Première question à vous poser : à quel stade du remboursement en êtes-vous ? Quel que soit le type de contrat de prêt souscrit (révisable non capé ou capé + 1 , + 1,5 , + 2), vous commencez par rembourser les intérêts avant le capital. C'est donc dans la première moitié de vie d'un contrat que vous remboursez la majorité des intérêts. Pour un prêt de 400000 euros à 4,80 % sur quinze ans, vous avez déjà versé, au bout de cinq ans, 52,1 % des intérêts et 68 % après sept ans. Si intervenir dans le premier tiers de la vie du contrat se justifie, revendre en seconde partie est généralement considéré comme inutile. Entre les deux, il faut sortir sa calculette.
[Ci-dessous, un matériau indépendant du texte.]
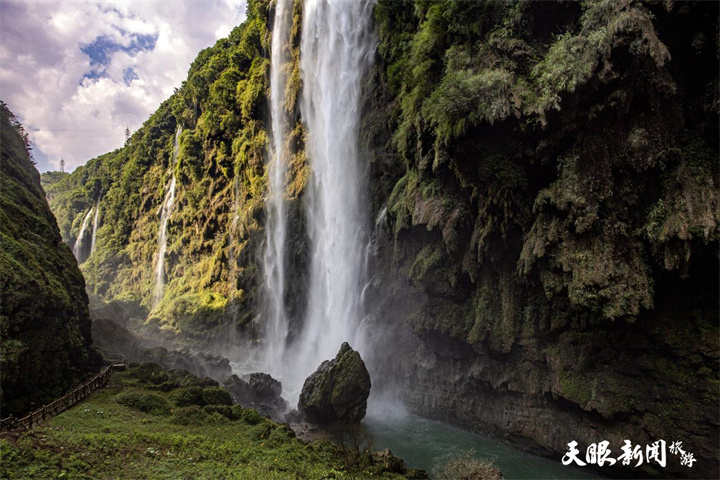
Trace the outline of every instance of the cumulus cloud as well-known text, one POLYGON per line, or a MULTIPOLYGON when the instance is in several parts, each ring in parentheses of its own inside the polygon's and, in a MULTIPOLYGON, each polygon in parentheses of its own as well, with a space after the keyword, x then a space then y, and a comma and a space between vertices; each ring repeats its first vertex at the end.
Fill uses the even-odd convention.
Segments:
POLYGON ((123 145, 179 87, 245 0, 0 0, 0 99, 30 134, 40 171, 123 145))

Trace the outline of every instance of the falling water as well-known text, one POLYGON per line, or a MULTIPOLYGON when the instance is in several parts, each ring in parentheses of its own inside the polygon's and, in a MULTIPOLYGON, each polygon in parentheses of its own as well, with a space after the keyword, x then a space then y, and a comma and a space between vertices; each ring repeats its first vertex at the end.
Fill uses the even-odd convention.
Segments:
POLYGON ((88 220, 90 220, 90 215, 92 215, 93 209, 91 208, 86 214, 85 218, 83 219, 82 226, 80 227, 80 233, 78 233, 77 240, 75 240, 75 245, 73 246, 73 254, 75 254, 75 259, 78 261, 78 263, 82 263, 84 258, 81 257, 82 255, 82 246, 83 246, 83 240, 85 239, 85 229, 87 228, 88 220))
POLYGON ((162 210, 160 213, 160 235, 158 235, 158 256, 155 265, 155 291, 153 294, 153 308, 157 306, 165 293, 165 251, 167 250, 167 224, 172 214, 173 203, 175 202, 175 172, 174 166, 178 156, 180 134, 182 127, 178 126, 175 133, 175 145, 173 146, 172 160, 170 161, 170 171, 172 177, 170 184, 165 189, 165 199, 163 200, 162 210))
POLYGON ((271 160, 268 165, 269 194, 265 252, 263 255, 263 291, 266 315, 265 369, 282 376, 281 366, 288 334, 285 308, 285 177, 287 173, 287 114, 284 108, 288 62, 288 33, 292 21, 292 1, 278 0, 272 35, 272 64, 270 67, 270 108, 272 114, 271 160))
POLYGON ((312 167, 307 196, 312 257, 295 378, 304 379, 334 357, 343 341, 357 345, 369 226, 358 124, 362 82, 375 51, 372 8, 369 0, 304 5, 301 108, 312 167))
POLYGON ((95 240, 97 239, 98 216, 100 214, 100 199, 95 202, 95 217, 93 218, 92 240, 90 241, 90 255, 95 251, 95 240))

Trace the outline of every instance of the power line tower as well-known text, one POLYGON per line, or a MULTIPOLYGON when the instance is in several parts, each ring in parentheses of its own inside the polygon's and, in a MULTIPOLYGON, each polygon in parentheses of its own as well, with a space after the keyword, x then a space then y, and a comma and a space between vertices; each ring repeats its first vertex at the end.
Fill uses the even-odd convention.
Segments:
POLYGON ((130 128, 125 127, 125 143, 130 140, 130 128))
POLYGON ((65 159, 64 158, 60 159, 60 171, 61 172, 65 171, 65 159))

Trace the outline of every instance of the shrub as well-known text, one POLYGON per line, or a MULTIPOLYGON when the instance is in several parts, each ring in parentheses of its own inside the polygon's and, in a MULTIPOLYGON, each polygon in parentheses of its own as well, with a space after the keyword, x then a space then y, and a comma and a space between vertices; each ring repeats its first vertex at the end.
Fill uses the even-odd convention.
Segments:
POLYGON ((170 413, 170 405, 167 400, 152 393, 121 393, 115 397, 115 401, 125 407, 152 415, 167 415, 170 413))
POLYGON ((212 421, 213 417, 197 405, 176 409, 172 418, 178 425, 207 425, 212 421))
POLYGON ((235 414, 233 408, 228 405, 205 405, 203 407, 203 411, 205 411, 208 415, 215 413, 222 415, 229 420, 238 420, 238 418, 240 418, 235 414))
POLYGON ((205 405, 203 390, 200 387, 179 388, 170 394, 170 400, 178 407, 205 405))
POLYGON ((208 405, 232 405, 232 397, 222 387, 205 388, 202 391, 203 400, 208 405))
POLYGON ((137 380, 142 385, 158 385, 168 380, 163 369, 152 362, 130 364, 126 376, 137 380))
POLYGON ((243 408, 242 420, 250 425, 258 425, 265 421, 265 417, 260 415, 254 408, 243 408))
POLYGON ((454 454, 435 469, 433 478, 438 480, 501 480, 503 474, 493 460, 479 459, 474 450, 454 454))

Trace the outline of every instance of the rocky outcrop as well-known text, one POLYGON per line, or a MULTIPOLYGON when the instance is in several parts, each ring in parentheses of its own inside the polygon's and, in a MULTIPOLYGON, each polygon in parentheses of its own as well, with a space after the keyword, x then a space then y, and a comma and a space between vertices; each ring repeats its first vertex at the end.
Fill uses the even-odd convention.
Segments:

Tenez compte des frais. La plupart du temps, les contrats de prêt à taux variable ne prévoient pas d'indemnités de remboursement anticipé (environ 3 % du capital restant dû), mais ce n'est pas toujours le cas. Il faut en outre compter des frais de mainlevée, de nouveaux frais de cautionnement et des frais de dossiers. Au maximum, l'ensemble de ces frais peut atteindre 5 % du capital. Dissuasif si l'on se trouve dans la seconde partie de remboursement du prêt : prenons notre prêt de 400000 euros sur quinze ans à un taux de 4,80%. Au bout de six ans, soit à 40 % de la durée de remboursement, vous avez déjà payé 132000 euros d'intérêts sur 161000 euros au total. Même si le taux augmente de 1,5 point pendant tout le restant du prêt pour atteindre 6,30 %, le surcoût serait de 22000 euros. À comparer aux 18000 euros (3% du capital emprunté restant dû, plus 2 % de frais), que vous coûterait la reconversion de votre prêt ? Pas extrêmement significatif !
La différence de taux en vaut-elle la peine ?
Même en début de prêt et en l'absence d'indemnité de remboursement anticipé, le passage ne présente un intérêt que si l'écart taux variable/ taux fixe est significatif, c'est-à-dire au minimum de 1,2 %. Christophe Crémer résume ainsi la situation : « Les taux variables tournent autour de 4,40 %. Si l'on rajoute la marge des banques, on atteint souvent 5,70 %. Il est donc intéressant actuellement de convertir son taux révisable en fixe. Le plus probable étant que l'Euribor ne redescende pas en-dessous de 3,50 % dans les trois ans à venir ».
Autrement, pour le rachat du pret passer peut etre par un courtier, mais je ne connait pas d'organisme en particulier.